The US labor market has lost some momentum this year, but it’s still speeding ahead as we approach the new year. Employers are still adding jobs at a rate well above trend growth, unemployed workers are still finding jobs at elevated rates, and wage growth is still robust. Of course, this labor market does have its flaws. Industries that sell and transport goods saw notable declines in employment and labor force participation continues to stagnate. But the broader picture is similar to recent months: the labor market remains resilient.
Payrolls keep powering ahead, adding an average of 272,000 jobs over the past three months. Jobs would only need to grow about 100,000 per month in order to keep up labor force growth.
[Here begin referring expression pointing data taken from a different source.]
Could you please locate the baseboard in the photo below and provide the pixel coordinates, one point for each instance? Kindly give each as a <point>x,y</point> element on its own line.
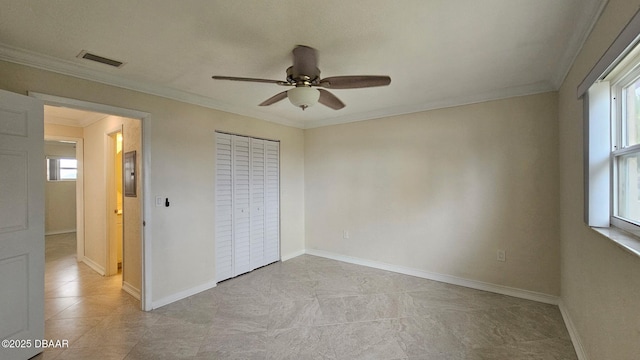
<point>292,255</point>
<point>131,290</point>
<point>573,332</point>
<point>474,284</point>
<point>58,232</point>
<point>181,295</point>
<point>92,264</point>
The current pace is almost triple that rate, suggesting the labor market isn’t close to deteriorating imminently.
The strong wage growth numbers and the high rate of job finding among the unemployed indicate that demand for workers is still very strong. Both jobs and wages have considerable momentum, a positive sign for the underlying strength of the US economy.
However, these gains don’t seem to be enough to pull more workers into the labor force. Perhaps this divergence is due to the more volatile nature and smaller sample size of the household survey. It’s worth keeping an eye on this divergence moving forward.
The strength of the overall labor market is particularly positive as the reallocation of the household spending away from goods is now showing up in payroll data. Department stores shed 21,800 jobs, Warehousing and storage declined 12,500, while Couriers and messengers jobs dropped by 12,400. This is in marked contrast to Food services and drinking places which alone added 62,100. After a brutal few years with the pandemic, in-person services are now powering the labor market recovery.
Continue to underestimate the momentum of the US labor market at your own peril. Jobs continue to be added at a pace that would have drawn cheers in 2019 and wages aren’t slowing as much as expected. The labor market might encounter some bumps in the round next year, but it’s heading into 2023 cruising.